Visto che parliamo ormai solo di vaccini e varianti, mi pareva giusto seguire il mood e dirvi la mia.

L’Europa, dice l’Oms, è indietro da matti. Eh certo, visto che i vaccini in Europa finora praticamente non si producevano.

L’Europa, diciamo noi, ha fallito. E anche sì, visto che non sono stati nemmeno capaci di scrivere un contratto decente con le case farmaceutiche.

Noi in Italia ci assataniamo l’un contro l’altro armati (di parole) per dire che abbiamo sbagliato per l’ennesima volta, che siamo i soliti pressapochisti, che siamo buoni solo per le emergenze (lì davvero sublimi, però, lasciatemelo dire).

Ma alzando lo sguardo dal nostro ombelico vediamo tutto il continente in gramaglie. E solo perchè siamo preda di un’informazione partigiana (in tutta Europa) pensiamo che, ad esempio, il Regno Unito abbia fatto meglio di noi. Ma a me pare che tutto il grande successo inglese sia legato al fatto che hanno fatto prime dosi a nastro. Ma se si guarda a chi è vaccinato completamente il tasso è uguale a quello francese. Solo che gli inglesi hanno accettato il rischio derivante dal dilazionare tantissimo tra la prima e la seconda dose. Rischio non solo per gli inglesi: Antonella Viola (sia sempre benedetto il suo nome, ahahahahah) ricorda che vaccinazioni ad minchiam possono favorire lo sviluppo delle varianti. Grazie perfida Albione.

Noi siamo disorganizzati per scelta esistenziale: non ci piacciono le cose troppo ordinate e sicure. Ma non è che la Germania invece…(basta vedere lo stato delle vaccinazioni tedesche).
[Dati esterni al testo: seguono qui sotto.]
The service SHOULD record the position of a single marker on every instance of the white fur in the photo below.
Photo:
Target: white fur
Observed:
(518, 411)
Allora, se non è una questione di carattere (italiani pasticcioni, inglesi efficienti, tedeschi superorganizzati e via così), mi dico che il problema è uno solo: non ci sono i vaccini.
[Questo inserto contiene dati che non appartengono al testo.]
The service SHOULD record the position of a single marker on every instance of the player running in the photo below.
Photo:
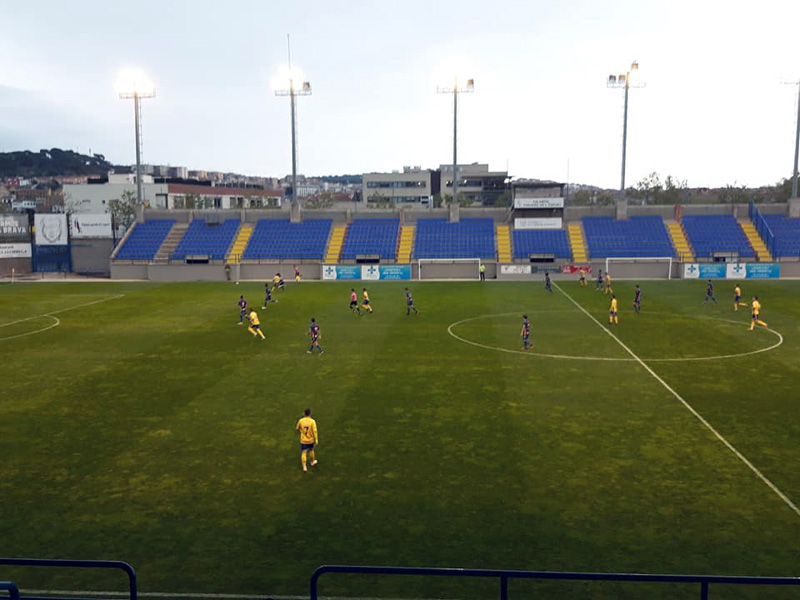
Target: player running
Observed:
(525, 334)
(755, 312)
(315, 335)
(255, 325)
(410, 304)
(242, 304)
(737, 298)
(354, 302)
(612, 311)
(365, 304)
(710, 293)
(308, 439)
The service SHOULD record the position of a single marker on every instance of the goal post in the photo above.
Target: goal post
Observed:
(449, 268)
(631, 262)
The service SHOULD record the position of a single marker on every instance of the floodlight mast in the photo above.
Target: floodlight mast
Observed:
(138, 90)
(455, 90)
(624, 81)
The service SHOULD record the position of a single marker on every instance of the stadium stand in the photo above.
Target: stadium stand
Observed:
(145, 240)
(716, 233)
(204, 238)
(541, 241)
(371, 236)
(786, 232)
(281, 239)
(469, 238)
(637, 237)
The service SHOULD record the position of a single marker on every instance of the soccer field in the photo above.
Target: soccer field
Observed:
(140, 422)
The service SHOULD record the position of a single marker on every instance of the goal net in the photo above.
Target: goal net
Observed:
(646, 267)
(448, 268)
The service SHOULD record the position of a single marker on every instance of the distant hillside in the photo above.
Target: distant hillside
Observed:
(49, 163)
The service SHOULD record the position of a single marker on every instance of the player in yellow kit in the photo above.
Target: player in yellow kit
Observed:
(308, 438)
(255, 325)
(608, 284)
(612, 312)
(365, 302)
(755, 311)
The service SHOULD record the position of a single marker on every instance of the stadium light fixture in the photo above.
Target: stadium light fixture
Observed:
(625, 81)
(290, 82)
(468, 88)
(133, 83)
(796, 139)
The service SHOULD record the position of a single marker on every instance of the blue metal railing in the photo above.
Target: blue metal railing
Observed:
(11, 588)
(763, 228)
(133, 592)
(504, 576)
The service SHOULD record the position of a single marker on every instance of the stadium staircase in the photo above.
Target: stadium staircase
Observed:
(755, 241)
(577, 243)
(406, 244)
(680, 241)
(239, 244)
(171, 242)
(335, 244)
(503, 238)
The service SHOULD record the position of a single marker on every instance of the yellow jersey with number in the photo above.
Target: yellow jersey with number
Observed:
(308, 430)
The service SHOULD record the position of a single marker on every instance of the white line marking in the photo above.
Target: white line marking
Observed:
(50, 315)
(13, 337)
(689, 407)
(100, 594)
(606, 358)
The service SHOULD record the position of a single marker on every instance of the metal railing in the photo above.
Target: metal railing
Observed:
(503, 577)
(133, 593)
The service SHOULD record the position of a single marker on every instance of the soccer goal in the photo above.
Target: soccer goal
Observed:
(448, 268)
(646, 267)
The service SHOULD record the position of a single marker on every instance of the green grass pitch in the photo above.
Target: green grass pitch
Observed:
(140, 422)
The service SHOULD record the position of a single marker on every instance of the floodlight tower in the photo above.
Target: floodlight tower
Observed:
(289, 82)
(624, 81)
(135, 84)
(456, 90)
(796, 140)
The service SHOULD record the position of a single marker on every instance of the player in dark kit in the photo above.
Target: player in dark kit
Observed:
(315, 335)
(410, 303)
(242, 304)
(710, 293)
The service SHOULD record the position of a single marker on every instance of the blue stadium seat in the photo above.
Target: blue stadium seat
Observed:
(204, 238)
(145, 240)
(470, 238)
(637, 237)
(541, 241)
(716, 233)
(281, 239)
(787, 235)
(371, 236)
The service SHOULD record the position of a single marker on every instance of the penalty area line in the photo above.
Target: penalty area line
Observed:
(688, 406)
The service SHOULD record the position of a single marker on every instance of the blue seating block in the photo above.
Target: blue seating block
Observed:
(371, 236)
(716, 233)
(145, 240)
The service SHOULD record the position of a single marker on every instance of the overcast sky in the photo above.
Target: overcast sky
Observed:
(713, 111)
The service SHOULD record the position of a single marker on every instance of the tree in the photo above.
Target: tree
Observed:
(123, 211)
(733, 194)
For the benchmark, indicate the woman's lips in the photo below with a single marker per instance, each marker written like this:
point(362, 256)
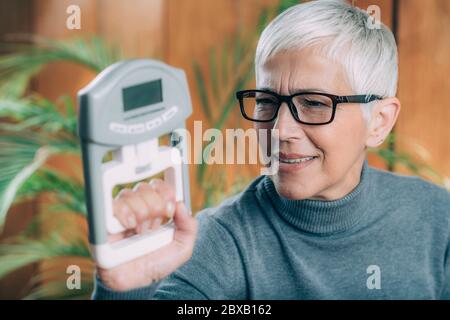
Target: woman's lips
point(289, 162)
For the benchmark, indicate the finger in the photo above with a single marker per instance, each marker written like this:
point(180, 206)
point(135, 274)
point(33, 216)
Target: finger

E il motivo per cui non ci sono è che l’Europa vive in uno stato mentale coloniale. Prova ad essere un bastione del liberismo capitalista senza averne veramente la fibra. Nè gli anticorpi che nel vero ed unico sistema capitalista al mondo, gli Stati Uniti, comunque esistono, ma vengono accuratamente nascosti – a parte quando servono davvero come adesso. E che, nel sistema più capitalista/di mercato al mondo, consentono poteri da legge marziale del presidente, che ordina al “mercato” di fare quello che dice lui. Non quello che vogliono loro.
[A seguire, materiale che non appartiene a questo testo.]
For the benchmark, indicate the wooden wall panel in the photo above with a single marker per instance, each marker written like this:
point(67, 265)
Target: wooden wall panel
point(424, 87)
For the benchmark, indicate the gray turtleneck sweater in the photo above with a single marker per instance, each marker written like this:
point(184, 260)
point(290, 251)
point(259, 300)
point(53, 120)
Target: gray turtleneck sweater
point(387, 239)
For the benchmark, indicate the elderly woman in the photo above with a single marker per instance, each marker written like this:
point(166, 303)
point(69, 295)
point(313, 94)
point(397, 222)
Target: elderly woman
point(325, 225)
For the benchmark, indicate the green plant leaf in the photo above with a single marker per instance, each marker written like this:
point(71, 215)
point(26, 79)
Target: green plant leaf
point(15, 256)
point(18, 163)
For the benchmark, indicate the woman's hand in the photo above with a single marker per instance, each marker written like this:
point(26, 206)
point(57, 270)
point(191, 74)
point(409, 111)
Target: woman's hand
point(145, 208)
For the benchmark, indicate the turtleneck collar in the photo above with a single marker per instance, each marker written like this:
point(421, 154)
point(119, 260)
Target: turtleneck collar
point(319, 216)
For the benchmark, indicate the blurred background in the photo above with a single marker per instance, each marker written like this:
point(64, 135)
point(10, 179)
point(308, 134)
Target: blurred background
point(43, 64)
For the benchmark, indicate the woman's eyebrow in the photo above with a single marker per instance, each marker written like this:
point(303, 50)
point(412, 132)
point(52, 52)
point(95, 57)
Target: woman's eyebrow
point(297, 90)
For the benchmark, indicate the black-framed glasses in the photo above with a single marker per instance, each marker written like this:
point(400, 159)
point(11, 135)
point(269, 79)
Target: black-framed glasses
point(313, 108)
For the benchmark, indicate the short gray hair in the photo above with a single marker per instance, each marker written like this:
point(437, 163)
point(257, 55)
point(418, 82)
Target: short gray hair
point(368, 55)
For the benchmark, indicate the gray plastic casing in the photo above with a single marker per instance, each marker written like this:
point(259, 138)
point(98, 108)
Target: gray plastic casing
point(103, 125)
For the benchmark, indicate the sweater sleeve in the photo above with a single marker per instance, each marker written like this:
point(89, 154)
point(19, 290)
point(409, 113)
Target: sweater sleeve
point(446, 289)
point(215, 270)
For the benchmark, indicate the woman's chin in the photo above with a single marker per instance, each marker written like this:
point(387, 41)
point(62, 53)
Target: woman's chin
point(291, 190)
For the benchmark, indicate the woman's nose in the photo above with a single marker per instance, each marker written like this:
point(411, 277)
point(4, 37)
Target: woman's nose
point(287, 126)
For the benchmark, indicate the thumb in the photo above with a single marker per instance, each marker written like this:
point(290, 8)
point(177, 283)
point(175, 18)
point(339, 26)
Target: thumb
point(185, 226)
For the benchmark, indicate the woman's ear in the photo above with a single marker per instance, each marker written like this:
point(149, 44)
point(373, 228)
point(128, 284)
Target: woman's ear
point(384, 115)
Ma quando si adotta un sistema senza che questo corrisponda fino in fondo al sentire comune, alla storia lunga di un luogo, le resistenze a questo sistema produrranno sempre disastri. E quindi, noi europei, ci siamo affidati a mani e culo nudo al mercato. Ti credo che ci hanno messi a novanta. Non sono mica dei buoni samaritani, quelli là.

Per questo non mi affannerei a cercare chi ha sbagliato di più o di meno.

L’errore è nel manico, come si diceva un tempo.

Post scriptum. Israele lasciamola fuori dal conto: sono una società militarizzata (e pure anche loro hanno i loro problemi).

759 comments

  1. A proposito di cambiamento nel mondo del lavoro.

    ho una conoscente che lavora in coop italia (impiegata area commerciale).
    Hanno chiuso una palazzina di diversi piani con tutti uffici.
    In sostanza gli impiegati non avranno piu’ una lora scrivania.
    Faranno per esempio 2 giorni in uffciio e gli altri a casa.
    Nei giorni di presenza dovranno prenotare la scrivania.